Sur les deux premiers mètres de sol, cela se traduit par des mouvements, lents mais inexorables, latéraux et verticaux. Ces mouvements de yo-yo, baptisés «retraits/gonflements» par les géologues, pires qu'un simple tassement, peuvent aller jusqu'à dix centimètres. Petit à petit, ils fragilisent les murs, ouvrent les fissures. D'où l'effet dévastateur, souvent à retardement, des sécheresses de 1976, 89-91, 96-97... Et probablement de cet été 2003.

Méthode. L'histoire des cartes de risques démarre en 1995. Le BRGM se fait la main sur le département des Alpes-de-Haute-Provence, avec un zoom sur la commune de Manosque. «A l'échelle du département, on se contente des données géologiques existantes. Sur la commune, on y ajoute des sondages», explique Marc Vincent. Deux ans plus tard, ce sont les sociétés d'assurances qui lui demandent d'établir une carte des risques pour les Deux-Sèvres. Il améliore la méthode, sur des cartes aux 1/50 000. Elle consiste à croiser des données purement géologiques avec la densité des sinistres déjà répertoriés par les assurances ainsi que les taux d'urbanisation. Etendue à l'Essonne, la démarche séduit, et décision est prise, à la demande du ministère de l'Environnement, de traiter les 33 départements les plus concernés (1). «Ces cartes seront publiques, accessibles, d'ici la fin de l'année sur un site Internet du BRGM», précise le géologue.

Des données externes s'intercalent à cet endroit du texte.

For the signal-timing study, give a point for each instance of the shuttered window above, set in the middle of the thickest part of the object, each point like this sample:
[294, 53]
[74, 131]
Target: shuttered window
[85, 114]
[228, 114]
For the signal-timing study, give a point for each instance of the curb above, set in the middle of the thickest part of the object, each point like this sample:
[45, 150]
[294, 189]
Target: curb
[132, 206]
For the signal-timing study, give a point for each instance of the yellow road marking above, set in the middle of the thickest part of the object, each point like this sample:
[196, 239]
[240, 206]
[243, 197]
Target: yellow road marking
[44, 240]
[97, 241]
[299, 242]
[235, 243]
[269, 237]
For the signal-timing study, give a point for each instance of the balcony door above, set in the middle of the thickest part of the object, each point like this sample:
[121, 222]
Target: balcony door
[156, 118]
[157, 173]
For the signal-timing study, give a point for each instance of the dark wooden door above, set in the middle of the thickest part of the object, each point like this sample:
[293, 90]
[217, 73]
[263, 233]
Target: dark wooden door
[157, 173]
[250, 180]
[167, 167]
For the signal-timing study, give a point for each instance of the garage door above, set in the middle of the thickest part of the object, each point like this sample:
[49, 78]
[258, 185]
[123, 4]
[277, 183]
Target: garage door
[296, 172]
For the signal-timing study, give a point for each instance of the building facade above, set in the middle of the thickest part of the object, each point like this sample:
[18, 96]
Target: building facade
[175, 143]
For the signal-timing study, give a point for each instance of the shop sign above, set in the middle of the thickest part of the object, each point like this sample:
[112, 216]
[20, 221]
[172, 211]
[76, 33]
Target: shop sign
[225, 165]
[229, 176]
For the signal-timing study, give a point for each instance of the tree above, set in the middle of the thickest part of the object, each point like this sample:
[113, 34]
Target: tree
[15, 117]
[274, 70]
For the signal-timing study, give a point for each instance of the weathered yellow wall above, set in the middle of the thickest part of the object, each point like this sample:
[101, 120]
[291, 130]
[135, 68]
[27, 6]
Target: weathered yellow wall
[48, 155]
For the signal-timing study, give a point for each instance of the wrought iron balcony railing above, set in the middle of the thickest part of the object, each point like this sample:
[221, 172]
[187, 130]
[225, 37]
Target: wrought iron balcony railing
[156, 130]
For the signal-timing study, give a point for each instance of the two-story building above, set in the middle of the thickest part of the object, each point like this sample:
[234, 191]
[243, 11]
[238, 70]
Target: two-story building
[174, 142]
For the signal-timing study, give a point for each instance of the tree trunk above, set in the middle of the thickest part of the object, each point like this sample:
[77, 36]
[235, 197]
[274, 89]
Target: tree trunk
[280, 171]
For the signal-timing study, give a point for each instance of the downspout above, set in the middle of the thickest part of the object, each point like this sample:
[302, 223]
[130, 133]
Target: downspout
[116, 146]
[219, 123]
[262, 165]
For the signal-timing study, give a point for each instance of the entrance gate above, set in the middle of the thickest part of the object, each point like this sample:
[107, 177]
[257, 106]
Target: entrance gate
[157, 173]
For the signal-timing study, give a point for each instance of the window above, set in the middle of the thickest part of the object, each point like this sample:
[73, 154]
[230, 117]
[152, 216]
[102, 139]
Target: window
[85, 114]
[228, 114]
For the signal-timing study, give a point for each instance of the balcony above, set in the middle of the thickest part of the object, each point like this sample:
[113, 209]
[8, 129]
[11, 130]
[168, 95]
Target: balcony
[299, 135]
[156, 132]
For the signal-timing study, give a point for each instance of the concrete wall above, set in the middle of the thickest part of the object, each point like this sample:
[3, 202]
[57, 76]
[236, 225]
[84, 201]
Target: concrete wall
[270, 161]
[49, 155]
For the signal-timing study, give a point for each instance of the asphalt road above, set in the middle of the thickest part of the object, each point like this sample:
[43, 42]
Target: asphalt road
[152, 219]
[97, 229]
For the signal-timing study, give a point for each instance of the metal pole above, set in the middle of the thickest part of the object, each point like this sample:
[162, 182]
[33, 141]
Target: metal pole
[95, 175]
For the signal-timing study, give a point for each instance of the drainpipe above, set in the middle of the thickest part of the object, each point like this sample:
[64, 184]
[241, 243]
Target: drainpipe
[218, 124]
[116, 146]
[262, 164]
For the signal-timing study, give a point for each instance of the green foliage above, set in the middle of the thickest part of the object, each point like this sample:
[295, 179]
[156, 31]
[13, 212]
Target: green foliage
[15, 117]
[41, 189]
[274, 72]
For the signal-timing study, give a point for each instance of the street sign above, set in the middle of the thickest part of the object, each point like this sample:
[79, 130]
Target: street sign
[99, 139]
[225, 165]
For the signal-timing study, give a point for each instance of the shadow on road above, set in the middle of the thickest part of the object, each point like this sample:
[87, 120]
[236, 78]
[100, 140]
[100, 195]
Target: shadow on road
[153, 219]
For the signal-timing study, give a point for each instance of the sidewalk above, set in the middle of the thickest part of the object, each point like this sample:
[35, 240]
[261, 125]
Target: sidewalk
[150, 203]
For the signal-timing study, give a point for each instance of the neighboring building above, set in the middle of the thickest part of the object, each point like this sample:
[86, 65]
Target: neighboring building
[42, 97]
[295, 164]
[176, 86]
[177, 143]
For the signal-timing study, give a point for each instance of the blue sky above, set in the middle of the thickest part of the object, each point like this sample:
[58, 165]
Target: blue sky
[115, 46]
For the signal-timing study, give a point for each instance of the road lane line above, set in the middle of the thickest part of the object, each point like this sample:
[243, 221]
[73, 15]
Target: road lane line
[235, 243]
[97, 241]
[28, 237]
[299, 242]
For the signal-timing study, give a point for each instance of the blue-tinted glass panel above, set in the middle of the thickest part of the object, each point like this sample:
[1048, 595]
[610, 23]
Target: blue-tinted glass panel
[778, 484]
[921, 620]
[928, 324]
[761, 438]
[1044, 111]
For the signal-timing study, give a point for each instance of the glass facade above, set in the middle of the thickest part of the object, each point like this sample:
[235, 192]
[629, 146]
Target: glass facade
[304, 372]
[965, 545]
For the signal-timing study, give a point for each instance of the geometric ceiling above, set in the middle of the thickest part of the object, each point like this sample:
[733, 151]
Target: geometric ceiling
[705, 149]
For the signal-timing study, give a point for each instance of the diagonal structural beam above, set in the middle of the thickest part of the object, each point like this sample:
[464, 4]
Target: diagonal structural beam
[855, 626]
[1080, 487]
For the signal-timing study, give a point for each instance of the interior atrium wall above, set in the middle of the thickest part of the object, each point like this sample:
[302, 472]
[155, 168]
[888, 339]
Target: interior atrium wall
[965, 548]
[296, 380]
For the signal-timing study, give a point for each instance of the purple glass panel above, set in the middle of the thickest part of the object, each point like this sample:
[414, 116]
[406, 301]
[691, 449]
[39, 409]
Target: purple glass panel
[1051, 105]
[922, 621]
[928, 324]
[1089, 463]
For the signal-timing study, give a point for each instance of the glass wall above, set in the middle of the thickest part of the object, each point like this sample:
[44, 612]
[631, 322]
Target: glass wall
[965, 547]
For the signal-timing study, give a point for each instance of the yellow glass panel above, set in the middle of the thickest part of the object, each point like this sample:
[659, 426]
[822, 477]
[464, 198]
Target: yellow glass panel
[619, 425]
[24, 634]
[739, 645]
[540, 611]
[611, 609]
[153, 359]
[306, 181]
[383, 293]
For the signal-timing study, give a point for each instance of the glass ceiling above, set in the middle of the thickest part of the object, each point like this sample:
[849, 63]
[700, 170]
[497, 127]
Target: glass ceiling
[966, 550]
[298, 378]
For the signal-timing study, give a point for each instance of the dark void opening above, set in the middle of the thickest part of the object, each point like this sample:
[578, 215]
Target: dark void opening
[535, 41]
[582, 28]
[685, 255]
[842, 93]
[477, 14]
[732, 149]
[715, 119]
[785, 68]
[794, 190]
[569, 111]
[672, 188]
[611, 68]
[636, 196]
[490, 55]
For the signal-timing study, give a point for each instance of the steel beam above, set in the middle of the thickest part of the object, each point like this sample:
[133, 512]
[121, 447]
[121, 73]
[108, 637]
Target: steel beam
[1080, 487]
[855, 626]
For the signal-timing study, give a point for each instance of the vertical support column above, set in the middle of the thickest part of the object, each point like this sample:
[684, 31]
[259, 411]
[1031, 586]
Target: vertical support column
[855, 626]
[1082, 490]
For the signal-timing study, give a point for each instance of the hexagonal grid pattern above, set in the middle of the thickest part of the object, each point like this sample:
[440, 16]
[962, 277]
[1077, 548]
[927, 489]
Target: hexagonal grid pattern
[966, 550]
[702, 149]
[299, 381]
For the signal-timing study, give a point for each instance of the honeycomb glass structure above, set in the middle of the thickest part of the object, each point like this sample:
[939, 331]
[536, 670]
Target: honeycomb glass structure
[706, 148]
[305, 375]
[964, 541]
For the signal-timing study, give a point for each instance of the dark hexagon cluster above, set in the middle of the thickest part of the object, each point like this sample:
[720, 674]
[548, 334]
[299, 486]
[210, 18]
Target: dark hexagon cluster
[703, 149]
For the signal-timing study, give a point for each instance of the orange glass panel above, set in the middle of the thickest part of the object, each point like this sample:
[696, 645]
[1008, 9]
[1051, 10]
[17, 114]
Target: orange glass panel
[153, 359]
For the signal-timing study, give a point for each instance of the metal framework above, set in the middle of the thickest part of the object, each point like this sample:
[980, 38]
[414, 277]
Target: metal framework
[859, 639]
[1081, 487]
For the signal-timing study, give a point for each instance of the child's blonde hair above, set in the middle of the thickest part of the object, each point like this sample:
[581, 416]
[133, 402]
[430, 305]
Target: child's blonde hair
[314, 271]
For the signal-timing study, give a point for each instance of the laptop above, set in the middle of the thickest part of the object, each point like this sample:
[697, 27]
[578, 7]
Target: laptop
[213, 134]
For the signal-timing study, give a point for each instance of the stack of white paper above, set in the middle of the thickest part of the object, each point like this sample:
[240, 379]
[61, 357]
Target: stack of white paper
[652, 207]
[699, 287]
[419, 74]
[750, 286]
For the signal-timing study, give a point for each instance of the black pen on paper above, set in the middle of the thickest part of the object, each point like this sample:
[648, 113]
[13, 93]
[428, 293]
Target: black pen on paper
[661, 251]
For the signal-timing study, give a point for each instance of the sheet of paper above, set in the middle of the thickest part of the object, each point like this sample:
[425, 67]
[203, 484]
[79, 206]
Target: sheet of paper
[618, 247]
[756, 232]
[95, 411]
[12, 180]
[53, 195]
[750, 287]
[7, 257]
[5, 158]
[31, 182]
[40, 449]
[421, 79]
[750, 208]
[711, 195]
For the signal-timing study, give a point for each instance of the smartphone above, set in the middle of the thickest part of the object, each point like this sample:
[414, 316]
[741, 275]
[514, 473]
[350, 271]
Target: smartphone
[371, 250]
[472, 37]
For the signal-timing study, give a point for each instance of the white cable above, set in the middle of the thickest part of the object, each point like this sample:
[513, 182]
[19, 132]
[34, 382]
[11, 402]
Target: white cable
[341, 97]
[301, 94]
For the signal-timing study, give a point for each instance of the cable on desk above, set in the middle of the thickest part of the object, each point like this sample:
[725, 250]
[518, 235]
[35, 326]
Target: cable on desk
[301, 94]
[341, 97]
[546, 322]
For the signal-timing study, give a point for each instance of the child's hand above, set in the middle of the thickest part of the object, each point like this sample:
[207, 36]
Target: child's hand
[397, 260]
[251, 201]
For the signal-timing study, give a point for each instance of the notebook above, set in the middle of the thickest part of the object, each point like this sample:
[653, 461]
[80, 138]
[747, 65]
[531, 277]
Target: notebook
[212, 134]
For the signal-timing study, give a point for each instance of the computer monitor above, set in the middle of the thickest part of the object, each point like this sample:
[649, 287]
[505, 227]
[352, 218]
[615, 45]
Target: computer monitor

Prévention. Fort de ces cartes, les préfets peuvent demander l'élaboration d'un plan de prévention des risques communal, à l'échelle 1/10 000, sur lequel il sera possible de tracer des zones réglementaires. Lors de la délivrance du permis de construire, les maires pourront ainsi exiger une démarche de précaution.

Le constructeur pourra réaliser une étude géotechnique pour vérifier la présence d'argile gonflante sur sa parcelle. Ou prendre d'emblée les mesures permettant de s'affranchir du risque : des fondations plus profondes (de 0,80 à 1,20 m), s'interdire tout sous-sol partiel, éviter de planter des arbres à proximité et maîtriser les eaux de ruissellement. Rien de très coûteux. Quant aux maisons déjà construites, il est encore possible de couper les arbres trop proches ou de s'assurer que les eaux sont bien canalisées.

(1) Cartes réalisées : Deux-Sèvres, Essonne, Seine-Saint-Denis, Gers, Vienne, Dordogne, Lot-et-Garonne, Tarn-et-Garonne, Indre, Haute-Garonne, Nord et Val-de-Marne.